Subgroup analyses of Japanese patients from the PREVAIL trial of enzalutamide (ENZA) in patients with chemotherapy-naïve, metastatic castration-resistant prostate cancer (mCRPC).

Abstract

265 Background: In PREVAIL, an international phase 3 randomized trial, treatment with ENZA decreased the risk of radiographic progression or death by 81% and the risk of death by 29% compared with placebo. We evaluated efficacy, safety and pharmacokinetic exposure with ENZA in the Japanese subgroup of patients participating in PREVAIL. Methods: Asymptomatic or mildly symptomatic chemotherapy-naïve patients with mCRPC progressing on androgen deprivation therapies were randomized 1:1 to ENZA 160 mg or placebo until discontinuation upon radiographic progression or initiation of chemotherapy. Continued androgen-deprivation therapy was required. Coprimary endpoints were overall survival (OS) and radiographic progression-free survival (rPFS). Prostate-specific antigen (PSA) response was defined as a confirmed ≥50% reduction from baseline to nadir. Results: A total of 1,717 patients (ENZA: 872, placebo: 845) were randomized in PREVAIL, of which 61 patients were Japanese (ENZA: 28, placebo: 33). The trial was halted after a planned interim analysis at which hazard ratios calculated for OS (0.71; 95%CI: 0.60-0.84) and rPFS (0.19; 95%CI: 0.15-0.23) showed significant benefit of ENZA vs placebo. Hazard ratios for OS and rPFS in Japanese patients were 0.60 (95%CI: 0.20-1.78) and 0.29 (95%CI: 0.030-2.95), respectively. Time to chemotherapy was delayed from a median 10 months on placebo vs not yet reached on ENZA, with a hazard ratio of 0.46 (95%CI: 0.22-0.96).

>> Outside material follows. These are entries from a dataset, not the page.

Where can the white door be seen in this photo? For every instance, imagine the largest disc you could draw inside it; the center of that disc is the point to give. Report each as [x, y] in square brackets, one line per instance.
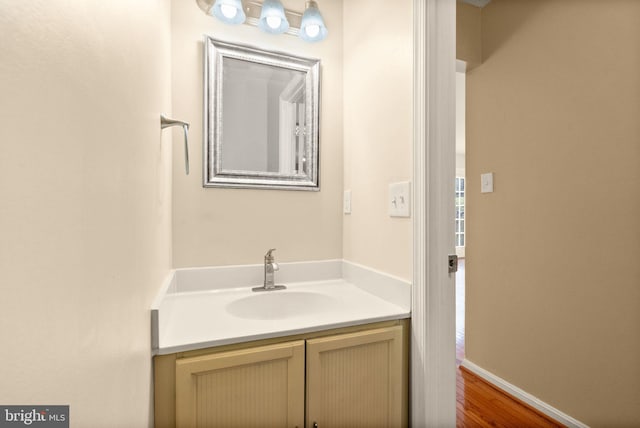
[433, 296]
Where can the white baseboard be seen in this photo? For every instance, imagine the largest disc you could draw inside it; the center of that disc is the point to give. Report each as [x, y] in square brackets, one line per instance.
[523, 396]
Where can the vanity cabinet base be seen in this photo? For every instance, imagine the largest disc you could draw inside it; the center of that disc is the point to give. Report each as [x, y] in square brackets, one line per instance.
[352, 377]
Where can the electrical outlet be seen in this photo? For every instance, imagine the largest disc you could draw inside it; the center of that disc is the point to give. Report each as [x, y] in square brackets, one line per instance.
[346, 206]
[486, 181]
[400, 199]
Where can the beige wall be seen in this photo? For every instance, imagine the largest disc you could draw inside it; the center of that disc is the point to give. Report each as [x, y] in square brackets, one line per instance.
[237, 226]
[85, 211]
[469, 34]
[378, 73]
[553, 279]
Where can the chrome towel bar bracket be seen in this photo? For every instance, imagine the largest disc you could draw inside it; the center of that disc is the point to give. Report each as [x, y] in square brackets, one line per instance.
[166, 123]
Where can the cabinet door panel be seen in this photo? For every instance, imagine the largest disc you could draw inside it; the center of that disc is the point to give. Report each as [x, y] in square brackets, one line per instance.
[256, 387]
[356, 380]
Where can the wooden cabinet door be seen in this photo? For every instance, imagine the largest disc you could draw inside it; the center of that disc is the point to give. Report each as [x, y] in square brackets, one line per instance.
[357, 380]
[255, 387]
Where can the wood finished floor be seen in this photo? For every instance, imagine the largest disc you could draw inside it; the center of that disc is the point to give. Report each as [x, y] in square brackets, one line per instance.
[479, 404]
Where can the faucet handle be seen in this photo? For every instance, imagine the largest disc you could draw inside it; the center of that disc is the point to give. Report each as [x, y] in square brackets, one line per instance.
[269, 256]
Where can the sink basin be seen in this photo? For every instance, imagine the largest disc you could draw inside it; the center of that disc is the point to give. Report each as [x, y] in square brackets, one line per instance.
[274, 305]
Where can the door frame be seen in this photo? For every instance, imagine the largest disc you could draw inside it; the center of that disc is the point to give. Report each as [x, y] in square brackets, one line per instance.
[433, 376]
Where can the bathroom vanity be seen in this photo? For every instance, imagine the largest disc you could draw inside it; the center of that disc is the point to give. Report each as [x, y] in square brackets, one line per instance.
[346, 377]
[329, 351]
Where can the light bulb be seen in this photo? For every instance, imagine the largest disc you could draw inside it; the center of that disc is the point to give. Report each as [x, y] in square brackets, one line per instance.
[312, 30]
[229, 12]
[274, 21]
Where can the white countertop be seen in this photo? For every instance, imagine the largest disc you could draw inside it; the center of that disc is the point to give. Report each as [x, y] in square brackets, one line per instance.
[187, 320]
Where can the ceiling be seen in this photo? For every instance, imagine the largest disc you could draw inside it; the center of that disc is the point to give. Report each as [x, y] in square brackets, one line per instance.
[478, 3]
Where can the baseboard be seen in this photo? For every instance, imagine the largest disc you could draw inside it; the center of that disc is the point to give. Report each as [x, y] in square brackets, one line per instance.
[523, 396]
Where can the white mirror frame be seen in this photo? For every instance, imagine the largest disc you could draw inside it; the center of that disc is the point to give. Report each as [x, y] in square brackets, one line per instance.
[215, 51]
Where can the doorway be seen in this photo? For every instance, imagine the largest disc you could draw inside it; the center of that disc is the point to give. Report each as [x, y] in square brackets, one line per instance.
[460, 193]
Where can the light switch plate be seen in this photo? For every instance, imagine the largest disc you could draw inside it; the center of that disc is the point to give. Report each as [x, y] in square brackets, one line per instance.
[486, 182]
[400, 199]
[346, 206]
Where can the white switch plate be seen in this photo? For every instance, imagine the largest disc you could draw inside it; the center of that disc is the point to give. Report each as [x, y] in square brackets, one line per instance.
[346, 206]
[486, 182]
[400, 199]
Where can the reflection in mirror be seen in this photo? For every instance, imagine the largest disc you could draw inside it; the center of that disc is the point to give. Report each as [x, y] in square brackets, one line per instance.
[261, 118]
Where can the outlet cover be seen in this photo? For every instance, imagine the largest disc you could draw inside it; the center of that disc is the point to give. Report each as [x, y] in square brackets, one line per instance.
[400, 199]
[486, 181]
[346, 206]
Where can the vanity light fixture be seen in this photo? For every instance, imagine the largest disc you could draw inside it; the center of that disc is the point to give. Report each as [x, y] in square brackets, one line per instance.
[272, 18]
[229, 11]
[312, 28]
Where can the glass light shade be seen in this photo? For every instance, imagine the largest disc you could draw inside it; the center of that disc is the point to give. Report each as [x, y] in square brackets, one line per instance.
[272, 18]
[312, 28]
[229, 11]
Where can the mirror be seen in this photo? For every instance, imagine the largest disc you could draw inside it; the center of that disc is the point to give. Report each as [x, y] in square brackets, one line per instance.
[260, 119]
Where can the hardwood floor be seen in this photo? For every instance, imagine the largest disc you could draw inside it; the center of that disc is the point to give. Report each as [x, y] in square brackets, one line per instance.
[479, 404]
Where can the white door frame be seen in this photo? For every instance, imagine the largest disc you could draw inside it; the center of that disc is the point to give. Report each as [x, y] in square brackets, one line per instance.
[433, 377]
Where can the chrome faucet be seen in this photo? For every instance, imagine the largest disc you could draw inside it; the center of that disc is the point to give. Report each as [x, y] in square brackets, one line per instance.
[270, 266]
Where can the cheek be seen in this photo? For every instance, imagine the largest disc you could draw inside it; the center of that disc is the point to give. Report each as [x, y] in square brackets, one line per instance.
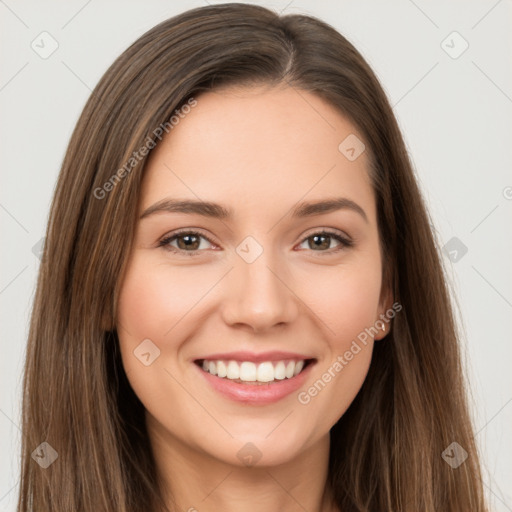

PSA responses were more common in Japanese patients receiving ENZA (61%) vs placebo (21%) (treatment effect = 39.5%; 95%CI: 16.7%-62.3%). Plasma concentration of ENZA was slightly higher in the Japanese subgroup: geometric mean Cmin= 13.8 µg/mL vs 12.3 µg/mL in the non-Japanese cohort at 13 weeks. In the Japanese subgroup adverse events (AEs) ≥ Grade 3 were reported by 9/28 patients (32%) on ENZA vs 13/33 patients (39%) on placebo. Treatment-related AEs ≥ Grade 3 were rare: in the ENZA arm (1/28; 3.6%) and in the placebo arm (2/33; 6.1%). Conclusions: Theefficacy and safety results in the Japanese subgroup were generally consistent with the overall results from the PREVAIL trial. Clinical trial information: NCT01212991.